Falamos aqui há dias da “arte” de combinar palavras para obter o efeito desejado. Mas deixamos de mostrar exemplos, o que fazemos agora, lembrando alguns títulos de livros. Bons títulos parecem, na maioria das vezes, associações de termos incompatíveis à primeira vista – e talvez por isso causem belo efeito. Aqui está uma listinha modesta, a que a gentil leitora e o atento leitor (se cultivam essa já quase extinta paixão pelos livros) acrescentarão os de sua preferência. Vamos à “mistura”: Telmo Padilha denominou sua primeira publicação (1956) de Girassol do espanto; Jorge de Souza Araújo ganhou importante prêmio nacional com Floração de imaginários, Cyro de Matos é autor de O mar na rua Chile.

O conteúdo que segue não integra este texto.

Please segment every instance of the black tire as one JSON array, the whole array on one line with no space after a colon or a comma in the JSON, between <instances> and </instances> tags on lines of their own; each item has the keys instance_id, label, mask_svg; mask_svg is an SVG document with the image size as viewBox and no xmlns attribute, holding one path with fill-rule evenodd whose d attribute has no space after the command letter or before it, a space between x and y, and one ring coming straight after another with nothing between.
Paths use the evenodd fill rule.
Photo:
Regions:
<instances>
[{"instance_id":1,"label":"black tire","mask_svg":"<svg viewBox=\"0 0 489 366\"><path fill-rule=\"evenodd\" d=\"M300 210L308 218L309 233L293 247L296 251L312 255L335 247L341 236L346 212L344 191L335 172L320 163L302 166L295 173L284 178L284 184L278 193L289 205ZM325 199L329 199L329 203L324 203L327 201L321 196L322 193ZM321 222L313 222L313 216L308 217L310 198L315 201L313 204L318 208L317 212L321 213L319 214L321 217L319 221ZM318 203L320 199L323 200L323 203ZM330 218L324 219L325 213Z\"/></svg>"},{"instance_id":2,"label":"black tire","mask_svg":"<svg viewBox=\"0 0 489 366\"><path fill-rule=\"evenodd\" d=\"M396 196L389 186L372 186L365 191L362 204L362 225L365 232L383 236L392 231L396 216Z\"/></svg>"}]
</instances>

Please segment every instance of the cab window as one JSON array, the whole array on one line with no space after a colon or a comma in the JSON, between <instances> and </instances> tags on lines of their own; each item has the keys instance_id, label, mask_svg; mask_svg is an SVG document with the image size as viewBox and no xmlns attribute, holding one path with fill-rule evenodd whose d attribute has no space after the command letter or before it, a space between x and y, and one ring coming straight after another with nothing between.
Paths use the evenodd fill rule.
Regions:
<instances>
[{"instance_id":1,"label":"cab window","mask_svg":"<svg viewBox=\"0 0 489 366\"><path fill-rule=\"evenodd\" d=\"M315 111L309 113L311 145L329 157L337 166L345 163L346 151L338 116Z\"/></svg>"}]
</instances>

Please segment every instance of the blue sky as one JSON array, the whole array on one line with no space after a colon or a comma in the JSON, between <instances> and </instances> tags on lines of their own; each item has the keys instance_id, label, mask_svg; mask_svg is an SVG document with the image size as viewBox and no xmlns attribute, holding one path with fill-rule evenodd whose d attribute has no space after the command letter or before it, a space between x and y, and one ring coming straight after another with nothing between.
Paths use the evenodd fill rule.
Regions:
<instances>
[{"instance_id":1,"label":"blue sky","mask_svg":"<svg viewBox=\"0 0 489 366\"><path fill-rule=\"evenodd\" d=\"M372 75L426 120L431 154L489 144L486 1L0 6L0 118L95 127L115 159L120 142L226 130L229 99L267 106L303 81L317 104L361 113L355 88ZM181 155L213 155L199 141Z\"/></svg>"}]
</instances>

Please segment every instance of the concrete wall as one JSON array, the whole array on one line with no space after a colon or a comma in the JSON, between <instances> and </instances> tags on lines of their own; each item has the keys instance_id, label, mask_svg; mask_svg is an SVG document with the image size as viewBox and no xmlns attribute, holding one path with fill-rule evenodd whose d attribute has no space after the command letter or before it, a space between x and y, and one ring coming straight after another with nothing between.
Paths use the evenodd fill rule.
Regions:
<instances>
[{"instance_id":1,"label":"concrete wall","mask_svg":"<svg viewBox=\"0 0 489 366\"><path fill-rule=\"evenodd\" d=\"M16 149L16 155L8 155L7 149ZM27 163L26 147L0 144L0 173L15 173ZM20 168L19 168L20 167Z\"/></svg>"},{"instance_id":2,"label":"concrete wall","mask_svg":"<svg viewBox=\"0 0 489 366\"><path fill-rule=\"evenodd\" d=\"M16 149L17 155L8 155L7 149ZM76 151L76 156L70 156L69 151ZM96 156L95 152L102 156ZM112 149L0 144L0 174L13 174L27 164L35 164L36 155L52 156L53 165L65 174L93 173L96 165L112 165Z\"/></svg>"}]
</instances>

“As luas obscenas” de Hélio Pólvora

Titulação é arte. Euclides Neto, bom escritor, titulava mal – o que explica um romance chamado Machombongo. Marcos Santarrita fez Danação dos justos (vale citar também A solidão do cavaleiro no horizonte), Hélio Pólvora estreou em romance com Inúteis luas obscenas. O “gringo” Raduan Nassar escreveu poucos livros, mas é mestre em títulos: Lavoura arcaica e Um copo de cólera. Um estudo de Monique Le Moing sobre as deliciosas memórias de Pedro Nava chamou-se A solidão povoada, o espanhol Carlos Ruiz Zafón escreveu o best-seller A sombra do vento, e os leitores desta coluna, todos, leram Cem anos de solidão, de Garcia Márquez. Penso que estas poucas referências são suficientes para chegar ao nosso cqd.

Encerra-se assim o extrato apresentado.